Solr Connector was implemented using https://github.com/lucidworks/spark-solr. The Solr Connector just works on Solr Cloud. For all the options available for the connector check on this link.
To add Solr Almaren dependency to your sbt build:
libraryDependencies += "com.github.music-of-the-ainur" %% "solr-almaren" % "0.3.5-3.4"
To run in spark-shell:
spark-shell --master "local[*]" --packages "com.github.music-of-the-ainur:almaren-framework_2.12:0.9.10-3.4,com.github.music-of-the-ainur:solr-almaren_2.12:0.3.5-3.4"
Solr Connector is available in Maven Central repository.
version | Connector Artifact |
---|---|
Spark 3.4.x and scala 2.12 | com.github.music-of-the-ainur:solr-almaren_2.12:0.3.5-3.4 |
Spark 3.3.x and scala 2.12 | com.github.music-of-the-ainur:solr-almaren_2.12:0.3.5-3.3 |
Spark 3.2.x and scala 2.12 | com.github.music-of-the-ainur:solr-almaren_2.12:0.3.5-3.2 |
Spark 3.1.x and scala 2.12 | com.github.music-of-the-ainur:solr-almaren_2.12:0.3.5-3.1 |
Spark 2.4.x and scala 2.11 | com.github.music-of-the-ainur:solr-almaren_2.11:0.3.5-2.4 |
Parameters | Description |
---|---|
collection | collection name |
ZookeeperHost(zkhost) | localhost:9983 |
options | Description(Value) |
----------------------- | ------------------------------------------------------------------------------ |
query | limits the rows you want to load into Spark("body_t:solr") |
fields | specify a subset of fields("id,author_s,favorited_b") |
filters | to apply filters on the values in documents("firstName:Sam,lastName:Powell") |
rows | specify the number of rows to be displayed on the page(100) |
max_rows | Limits the result set to a maximum number of rows(5000) |
request_handler | Set the Solr request handler for queries("/export","/select") |
import com.github.music.of.the.ainur.almaren.Almaren
import com.github.music.of.the.ainur.almaren.solr.Solr.SolrImplicit
val almaren = Almaren("App Name")
almaren.builder.sourceSolr("collection","zkHost1:2181,zkHost2:2181",Map("field_names" -> "first_name,last_name","rows" -> 100))

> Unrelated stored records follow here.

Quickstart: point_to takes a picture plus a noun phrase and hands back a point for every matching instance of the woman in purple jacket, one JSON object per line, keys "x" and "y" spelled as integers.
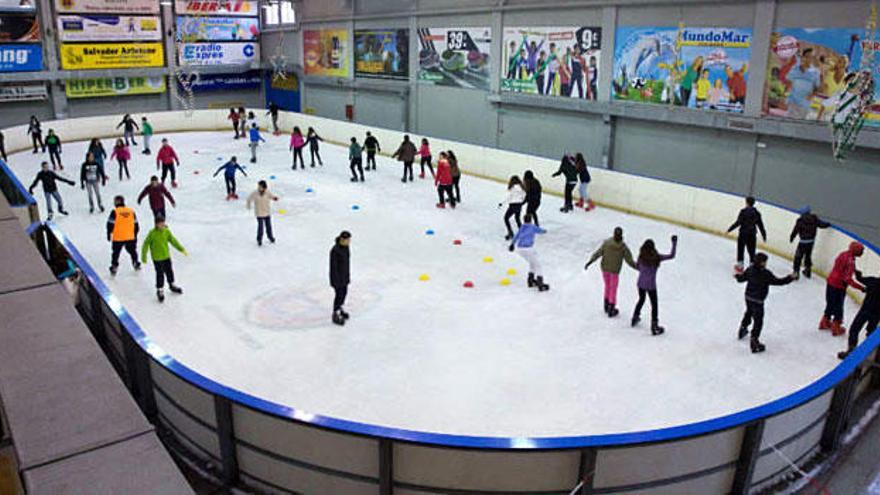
{"x": 647, "y": 264}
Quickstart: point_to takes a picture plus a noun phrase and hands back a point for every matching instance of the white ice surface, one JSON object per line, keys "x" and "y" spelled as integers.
{"x": 434, "y": 356}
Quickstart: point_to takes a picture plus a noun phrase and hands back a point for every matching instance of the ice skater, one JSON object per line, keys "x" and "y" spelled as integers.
{"x": 584, "y": 179}
{"x": 156, "y": 243}
{"x": 255, "y": 138}
{"x": 647, "y": 265}
{"x": 50, "y": 188}
{"x": 36, "y": 133}
{"x": 805, "y": 228}
{"x": 168, "y": 160}
{"x": 122, "y": 231}
{"x": 406, "y": 153}
{"x": 516, "y": 197}
{"x": 312, "y": 138}
{"x": 229, "y": 168}
{"x": 157, "y": 194}
{"x": 443, "y": 182}
{"x": 340, "y": 276}
{"x": 262, "y": 200}
{"x": 425, "y": 159}
{"x": 371, "y": 144}
{"x": 129, "y": 127}
{"x": 841, "y": 277}
{"x": 758, "y": 280}
{"x": 568, "y": 169}
{"x": 122, "y": 155}
{"x": 613, "y": 253}
{"x": 355, "y": 157}
{"x": 91, "y": 173}
{"x": 524, "y": 243}
{"x": 146, "y": 133}
{"x": 297, "y": 143}
{"x": 533, "y": 195}
{"x": 748, "y": 222}
{"x": 868, "y": 315}
{"x": 53, "y": 144}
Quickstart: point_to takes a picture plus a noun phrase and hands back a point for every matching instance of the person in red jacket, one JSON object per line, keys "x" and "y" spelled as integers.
{"x": 167, "y": 158}
{"x": 443, "y": 181}
{"x": 157, "y": 193}
{"x": 840, "y": 278}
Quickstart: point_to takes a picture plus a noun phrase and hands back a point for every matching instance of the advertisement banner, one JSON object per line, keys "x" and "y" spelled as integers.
{"x": 107, "y": 6}
{"x": 217, "y": 7}
{"x": 708, "y": 71}
{"x": 218, "y": 53}
{"x": 21, "y": 58}
{"x": 552, "y": 61}
{"x": 109, "y": 28}
{"x": 23, "y": 92}
{"x": 325, "y": 52}
{"x": 226, "y": 82}
{"x": 111, "y": 55}
{"x": 19, "y": 28}
{"x": 456, "y": 57}
{"x": 381, "y": 53}
{"x": 114, "y": 86}
{"x": 809, "y": 70}
{"x": 217, "y": 28}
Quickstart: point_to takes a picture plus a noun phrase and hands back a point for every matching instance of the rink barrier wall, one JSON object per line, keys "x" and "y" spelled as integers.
{"x": 248, "y": 441}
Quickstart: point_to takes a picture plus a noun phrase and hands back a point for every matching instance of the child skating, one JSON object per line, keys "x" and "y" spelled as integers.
{"x": 647, "y": 265}
{"x": 758, "y": 280}
{"x": 613, "y": 253}
{"x": 50, "y": 188}
{"x": 156, "y": 243}
{"x": 524, "y": 244}
{"x": 229, "y": 169}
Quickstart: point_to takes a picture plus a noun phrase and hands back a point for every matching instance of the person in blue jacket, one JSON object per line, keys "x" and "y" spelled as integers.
{"x": 255, "y": 138}
{"x": 524, "y": 242}
{"x": 229, "y": 168}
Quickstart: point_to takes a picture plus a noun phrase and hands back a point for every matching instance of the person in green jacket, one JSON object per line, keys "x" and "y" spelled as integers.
{"x": 613, "y": 253}
{"x": 355, "y": 154}
{"x": 147, "y": 132}
{"x": 156, "y": 243}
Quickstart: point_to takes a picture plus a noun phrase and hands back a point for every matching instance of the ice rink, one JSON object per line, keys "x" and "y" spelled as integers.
{"x": 431, "y": 355}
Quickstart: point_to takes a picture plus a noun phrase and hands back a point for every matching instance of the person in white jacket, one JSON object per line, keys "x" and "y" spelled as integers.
{"x": 516, "y": 197}
{"x": 262, "y": 201}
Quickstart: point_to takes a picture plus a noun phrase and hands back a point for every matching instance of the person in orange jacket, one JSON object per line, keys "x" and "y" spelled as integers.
{"x": 841, "y": 277}
{"x": 122, "y": 231}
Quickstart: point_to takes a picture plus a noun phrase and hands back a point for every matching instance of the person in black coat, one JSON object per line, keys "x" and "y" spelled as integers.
{"x": 749, "y": 223}
{"x": 569, "y": 170}
{"x": 758, "y": 279}
{"x": 340, "y": 275}
{"x": 868, "y": 315}
{"x": 805, "y": 228}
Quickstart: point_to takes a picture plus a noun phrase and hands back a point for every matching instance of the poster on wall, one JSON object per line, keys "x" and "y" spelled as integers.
{"x": 217, "y": 7}
{"x": 227, "y": 82}
{"x": 217, "y": 28}
{"x": 710, "y": 71}
{"x": 107, "y": 6}
{"x": 23, "y": 92}
{"x": 21, "y": 58}
{"x": 19, "y": 28}
{"x": 552, "y": 61}
{"x": 381, "y": 53}
{"x": 218, "y": 53}
{"x": 808, "y": 72}
{"x": 325, "y": 52}
{"x": 114, "y": 86}
{"x": 456, "y": 57}
{"x": 106, "y": 27}
{"x": 111, "y": 55}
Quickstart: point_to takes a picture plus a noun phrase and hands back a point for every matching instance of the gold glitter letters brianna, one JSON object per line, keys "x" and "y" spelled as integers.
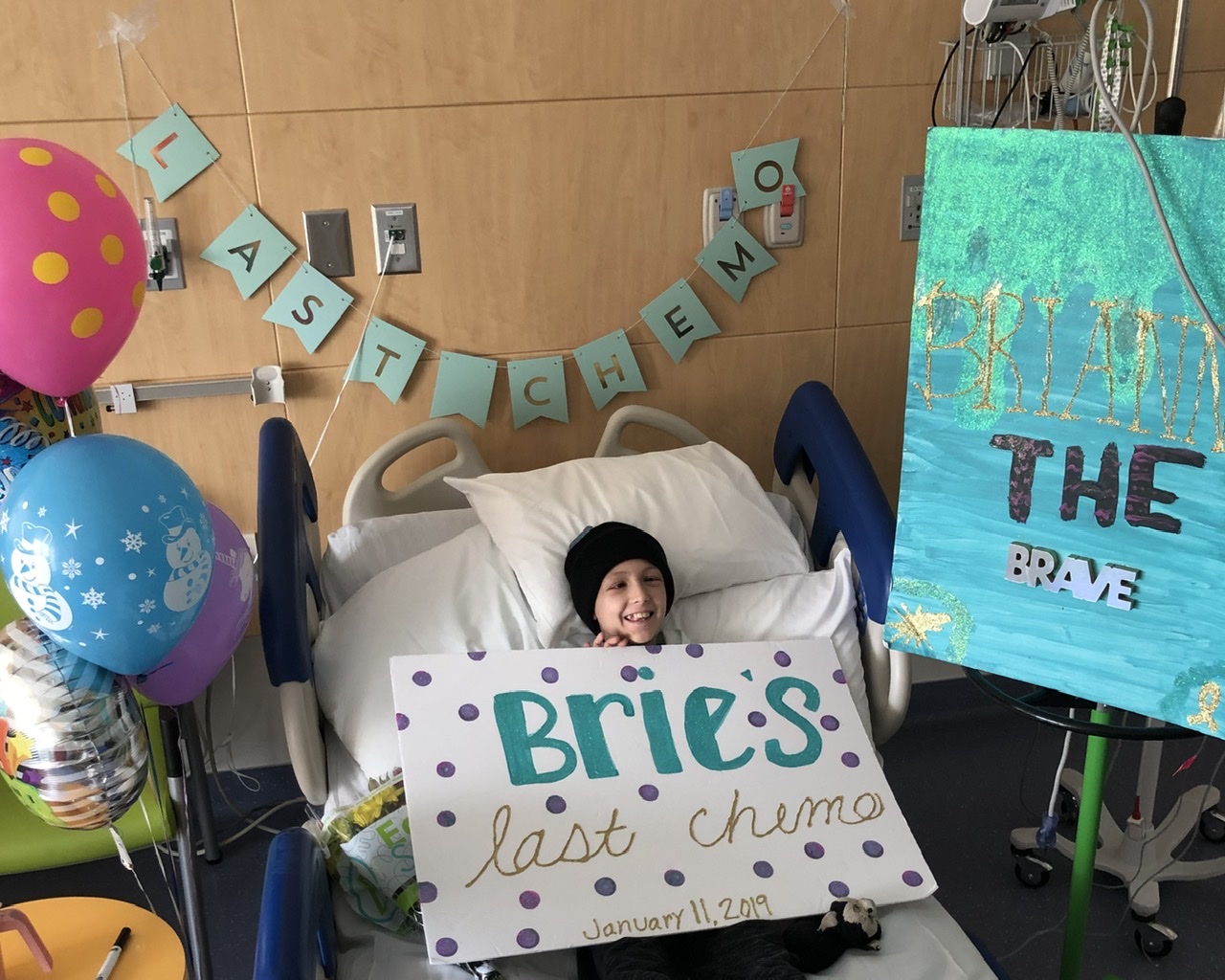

almaren.builder.targetSolr("collection","zkHost1:2181,zkHost2:2181",options)
Parameters | Description |
---|---|
collection | collection name |
ZookeeperHost(zkhost) | localhost:9983 |
Savemode | SaveMode.ErrorIfExists |
options | Description(Value) |
----------------------- | ---------------------------------------------------------------- |
soft_commit_secs | set soft_commit_sec(10 seconds) |
commit_within | force commit to happen after specified time(5000 milliSeconds) |
batch_size | number of documents sent in a HTTP call (1000) |
gen_uniq_key | generating unique key for each document(true) |
solr_field_types | specify field types for solr("rating:string,title:text_en") |
import com.github.music.of.the.ainur.almaren.solr.Solr.SolrImplicit
import com.github.music.of.the.ainur.almaren.builder.Core.Implicit
import com.github.music.of.the.ainur.almaren.Almaren
import org.apache.spark.sql.SaveMode
val almaren = Almaren("App Name")
almaren.builder
.sourceSql("""SELECT sha2(concat_ws("",array(*)),256) as id,*,current_timestamp from deputies""")
.coalesce(30)
.targetSolr("deputies","cloudera:2181,cloudera1:2181,cloudera2:2181/solr",Map("batch_size" -> "100000","commit_within" -> "10000"),SaveMode.Overwrite)
.batch